Alternatively, Re-Pro can provide you with English translations of the forms
and you can do-it-yourself.
Once UK legislation is established in response to the EU Rental & Lending
Directive, it may be economically sensible for Re-Pro members to claim via
membership of PAMRA which is likely to have a lower level of administrative
charges. Certainly, an organisation that can represent the rights and claims
of the majority of performers will have a much stronger case when it comes
to collecting overseas royalties.
What has the The Rental & Lending Directive
got to do with it?
A 1992 the EC issued a Directive which instructed national governments to
create local laws which which harmonised EC law about a number of copyright
issues. A part of the Directive gives performers a 'right' to be paid for
broadcast and public uses of their work. This right already exists in many
other countries but having a 'right' in the UK should change the whole basis
of payment to performers.
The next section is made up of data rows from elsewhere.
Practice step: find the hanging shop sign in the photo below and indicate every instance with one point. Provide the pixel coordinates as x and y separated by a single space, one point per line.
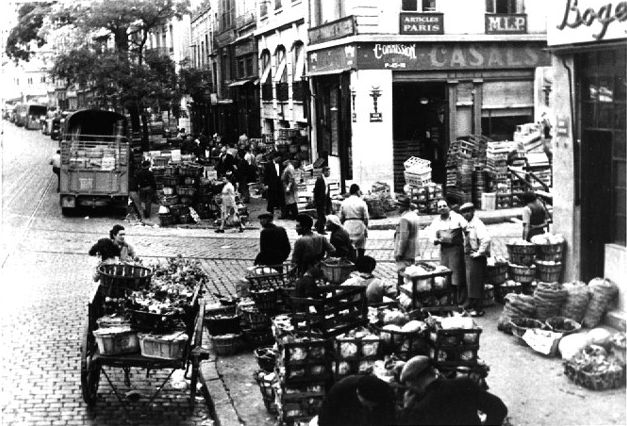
505 23
585 21
336 58
421 23
450 56
333 30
We say 'should ' because, the UK Government
may be persuaded to frame the new law in such a way as to diminish the scope
of the 'right'. For example, the law may allow the revenue to be offset
against advances. We will not waste time speculating but Re-Pro has been
and will continue to be directly involved in making your views known to
the powers that be.
What is PAMRA?
PAMRA, the Performing Artists Media Rights Association, is a new organisation
set up by the principal performers' organisations in the UK to represent
performers' interests. PAMRA's main task is expected to be handling the
performers' share of the revenues that will be generated as a result of
the forthcoming new law. Re-Pro has been involved in setting-up PAMRA from
the outset and now has a place on its Advisory Council and has supplied
one of the nominated Directors, Benny Gallagher.
Why is Re-Pro involved with PAMRA?
The BRPG spent considerable energy in its early days establishing exactly
what the 'studio' producer's job entailed and we came up with a general
description which divides the job into three areas of responsibility: administrative,
technical and creative. Our position in PAMRA is concerned with our creative
role and in establishing that one part of our job amounts to a performance.
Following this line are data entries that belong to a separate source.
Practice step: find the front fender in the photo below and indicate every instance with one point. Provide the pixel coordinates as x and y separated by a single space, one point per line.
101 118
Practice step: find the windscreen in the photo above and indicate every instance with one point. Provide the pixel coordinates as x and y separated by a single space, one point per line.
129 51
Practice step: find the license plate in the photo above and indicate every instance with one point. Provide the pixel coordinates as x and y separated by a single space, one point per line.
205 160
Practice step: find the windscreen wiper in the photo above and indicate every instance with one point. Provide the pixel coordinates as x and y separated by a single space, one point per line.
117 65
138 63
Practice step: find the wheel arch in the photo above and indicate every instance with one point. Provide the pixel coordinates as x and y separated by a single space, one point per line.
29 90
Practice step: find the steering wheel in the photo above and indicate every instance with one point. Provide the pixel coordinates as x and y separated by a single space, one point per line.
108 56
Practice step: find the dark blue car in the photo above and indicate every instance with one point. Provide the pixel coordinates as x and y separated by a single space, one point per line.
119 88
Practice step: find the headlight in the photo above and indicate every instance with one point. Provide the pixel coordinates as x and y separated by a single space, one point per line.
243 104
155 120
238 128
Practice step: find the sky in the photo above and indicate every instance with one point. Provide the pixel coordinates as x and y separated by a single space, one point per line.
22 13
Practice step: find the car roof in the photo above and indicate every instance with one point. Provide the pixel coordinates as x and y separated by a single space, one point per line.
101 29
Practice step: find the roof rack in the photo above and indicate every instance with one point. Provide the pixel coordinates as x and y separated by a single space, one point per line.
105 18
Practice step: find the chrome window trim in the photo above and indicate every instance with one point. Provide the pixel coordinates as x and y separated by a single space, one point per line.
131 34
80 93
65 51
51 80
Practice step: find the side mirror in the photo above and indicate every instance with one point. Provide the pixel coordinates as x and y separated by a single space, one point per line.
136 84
Every 'studio producer' and many engineers feel that the creative part of
the job is increasing as artists demand state-of-the-art technologies which
require artistic and musical decisions to be made by the recording team.
In addition, many 'studio producers' working with sequencers, digital audio
editors, samplers and so forth are creating performances themselves. Also,
some see the job of balancing the various contributions to a recording,
setting tempos, or directing the performances of others as being parallel
to that of an orchestral conductor - a role internationally recognised as
a performance. PAMRA, being a new organisation, now has a great opportunity
to establish its rules and payment schemes in line with the realities of
the recording processes of the '90s. These, we hope, will recognise the
contributions by participants such as re-mix engineers, programmers, session
directors and conductors in their own right - rather than via some tenuous
juggling with words and their meanings.
What about the record companies?
Historically, our contractual relationship with record companies has assigned
to them whatever rights we have in the © of the recordings we make.
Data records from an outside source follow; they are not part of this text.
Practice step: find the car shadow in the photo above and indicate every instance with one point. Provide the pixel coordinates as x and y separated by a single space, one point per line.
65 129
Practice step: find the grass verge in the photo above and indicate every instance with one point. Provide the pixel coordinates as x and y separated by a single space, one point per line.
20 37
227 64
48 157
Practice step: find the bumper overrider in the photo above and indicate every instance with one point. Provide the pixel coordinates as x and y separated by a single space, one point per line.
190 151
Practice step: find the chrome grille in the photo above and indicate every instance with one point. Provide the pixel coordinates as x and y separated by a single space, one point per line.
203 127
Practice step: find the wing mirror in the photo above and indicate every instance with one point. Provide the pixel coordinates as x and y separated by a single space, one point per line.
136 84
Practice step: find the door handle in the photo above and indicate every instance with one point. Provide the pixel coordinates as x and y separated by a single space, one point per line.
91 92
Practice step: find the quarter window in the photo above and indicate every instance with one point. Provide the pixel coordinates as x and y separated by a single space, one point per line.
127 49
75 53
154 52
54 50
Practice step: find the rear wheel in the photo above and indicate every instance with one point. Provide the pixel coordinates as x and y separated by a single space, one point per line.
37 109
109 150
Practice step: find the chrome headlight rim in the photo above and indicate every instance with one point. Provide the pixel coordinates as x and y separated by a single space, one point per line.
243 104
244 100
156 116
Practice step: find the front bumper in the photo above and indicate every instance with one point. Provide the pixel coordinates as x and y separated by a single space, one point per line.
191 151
This contractual act is what gives the record companies the ability to exploit
recordings as entirely their own property - until these rights are transferred
by contract, the 'studio producer' is a part owner in the © in the
sound recording. It is claimed to be commercially vital, especially when
so many new areas of exploitation are opening up, for the record companies
to have complete ownership and control of recorded product. New rights for
performers may change the whole balance of the situation - watch this space!
We are hoping to persuade the record companies to make a simple change to
producer contracts that would acknowledge our initial ownership as well
secure by specific assignment all of our rights in the recording to the
companies for them to exploit in perpetuity. Tied to this would be a second
simple change which would extend the royalty provisions in the contract
to include a pro-rated share of all performance revenues.